Well, I believe the translator could have gotten into trouble with the Chinese government if she actually translated the story. She was on camera the whole time, so she had to make sure she stuck to the script. I think the sisters knew they couldn't expose her on camera because maybe their family would get in trouble. I think the sisters had some comfort in knowing they could later tell the birthparents (who didn't know English) what exactly had happened in that room and could later tell Haley what the birthmom actually said. Maybe, because of the film crew, they were required to have a translator in the first place.

I felt terrible for Haley as she was welcomed by her extended family in the village. They set off fireworks and made a delicious home cooked meal for her and her family...all the while believing what the translator had told her. Unable to understand what had really happened until probably much later.

And yet...even my own father did not notice anything odd. My mom and I watched the movie a second time the next night (Amazon Prime let's you rent for three days for $4) with my father. We waited until this scene came up and then hit pause. We asked him if he noticed anything strange. He didn't. So we went back in the movie and replayed it for him. Then, he was able to understand what my mom and I had been obsessing over the last night: Oh my god. The translator had lied. That was not what the birthmom had said!

In some ways, I think Chinese propaganda was able to brainwash the world. My father was so used to hearing the translator's version of events, "the script," that when he heard it again, it confirmed his beliefs. He didn't notice the hiccough because to him, it sounded like the truth. I have even been keeping him up-to-date with everything I know about Chinese international adoption and he even watched One Child Nation...and still, he was unable to hear what was being said right in front of him. After we pointed it out to him, he was in shock.
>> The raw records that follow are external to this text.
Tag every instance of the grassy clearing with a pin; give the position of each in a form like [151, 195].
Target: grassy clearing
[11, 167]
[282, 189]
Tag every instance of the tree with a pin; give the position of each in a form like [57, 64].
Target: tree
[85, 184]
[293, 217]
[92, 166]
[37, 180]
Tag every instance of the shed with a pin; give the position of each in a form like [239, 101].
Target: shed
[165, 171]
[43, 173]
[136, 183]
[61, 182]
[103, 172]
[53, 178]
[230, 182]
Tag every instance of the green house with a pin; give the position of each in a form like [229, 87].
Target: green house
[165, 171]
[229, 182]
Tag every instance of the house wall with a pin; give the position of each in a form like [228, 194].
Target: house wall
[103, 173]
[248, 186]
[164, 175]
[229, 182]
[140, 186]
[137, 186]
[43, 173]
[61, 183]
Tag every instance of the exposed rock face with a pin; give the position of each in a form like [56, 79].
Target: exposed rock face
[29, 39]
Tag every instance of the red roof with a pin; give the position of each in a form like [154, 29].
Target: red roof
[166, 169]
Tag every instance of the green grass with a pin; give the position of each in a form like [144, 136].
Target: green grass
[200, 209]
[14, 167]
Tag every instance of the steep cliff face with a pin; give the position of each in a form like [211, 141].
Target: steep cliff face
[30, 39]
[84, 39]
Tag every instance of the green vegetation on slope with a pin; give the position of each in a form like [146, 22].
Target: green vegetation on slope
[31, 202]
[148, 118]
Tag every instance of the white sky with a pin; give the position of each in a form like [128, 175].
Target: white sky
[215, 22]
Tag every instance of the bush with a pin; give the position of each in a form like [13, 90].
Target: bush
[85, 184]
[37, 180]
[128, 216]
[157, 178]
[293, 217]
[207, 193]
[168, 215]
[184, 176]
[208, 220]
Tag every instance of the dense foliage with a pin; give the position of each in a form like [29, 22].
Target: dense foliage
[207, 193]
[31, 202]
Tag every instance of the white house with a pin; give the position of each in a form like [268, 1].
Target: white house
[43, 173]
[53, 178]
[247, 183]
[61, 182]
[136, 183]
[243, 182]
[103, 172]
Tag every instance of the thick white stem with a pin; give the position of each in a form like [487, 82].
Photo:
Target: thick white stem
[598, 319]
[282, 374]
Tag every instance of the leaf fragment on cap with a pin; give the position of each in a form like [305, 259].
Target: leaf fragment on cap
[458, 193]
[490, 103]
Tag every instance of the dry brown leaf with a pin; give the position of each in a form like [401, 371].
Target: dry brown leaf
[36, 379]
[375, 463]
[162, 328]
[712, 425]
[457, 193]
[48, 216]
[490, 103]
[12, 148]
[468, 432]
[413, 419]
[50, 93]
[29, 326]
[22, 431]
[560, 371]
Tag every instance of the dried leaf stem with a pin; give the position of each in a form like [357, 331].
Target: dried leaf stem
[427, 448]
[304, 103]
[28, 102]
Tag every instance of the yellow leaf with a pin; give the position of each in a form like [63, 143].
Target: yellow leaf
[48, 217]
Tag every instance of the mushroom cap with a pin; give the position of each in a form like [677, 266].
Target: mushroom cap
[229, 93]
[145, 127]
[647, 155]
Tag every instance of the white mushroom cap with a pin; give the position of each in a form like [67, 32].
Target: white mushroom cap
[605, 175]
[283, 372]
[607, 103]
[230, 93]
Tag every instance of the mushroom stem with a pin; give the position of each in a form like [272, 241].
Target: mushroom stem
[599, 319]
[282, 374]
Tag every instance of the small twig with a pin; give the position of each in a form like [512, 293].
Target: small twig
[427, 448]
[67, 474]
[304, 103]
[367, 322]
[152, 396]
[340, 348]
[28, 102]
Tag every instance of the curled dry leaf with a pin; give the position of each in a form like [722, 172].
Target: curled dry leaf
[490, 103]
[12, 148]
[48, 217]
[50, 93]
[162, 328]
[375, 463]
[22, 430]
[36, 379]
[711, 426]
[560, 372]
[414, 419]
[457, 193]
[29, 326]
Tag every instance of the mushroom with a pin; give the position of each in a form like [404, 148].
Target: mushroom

This loyalty to this script is what, I believe, makes figuring out the truth in China so difficult. Why adoptive parents refuse to consider their adoptee's paperwork is fraudulent. Why some adoptive parents do not pause to think about the plight of the birthparents and instead want to label them all as backwards, sexist, third-world peasants...rather than as women who had to undergo so much. Rather than as pregnant women who had to run from a gang of ten police officers who wanted to forcibly abort her baby. Rather than as a mother who had her baby taken from her by the police. Rather than as a new mom who had to avoid punishment while doing the best she could for her baby and agreeing to allow the midwife or the neighbor or the doctor bring the baby to a second life. If we humanize the birthparents too much, some adoptive parents get insecure and wonder if they did the right thing and wonder if their child might want to go back if they learn they had been kidnapped or trafficked. This is why the script is so perfect. What perfection.

The script is able to:
1) convince people to adopt from China
2) absolve adoptive parents of moral qualms because the parents abandoned the babies and thus no feelings of having to "share" the adoptee
3) make the adoptee feel unwanted and unloved and thus make them less likely to dig around for the truth or want to find their birthparents
4) convince adoptive parents that they did a good and right thing

I am not saying adoption is bad.
I'm saying that this script was masterfully crafted.
And that it's still working twenty years later.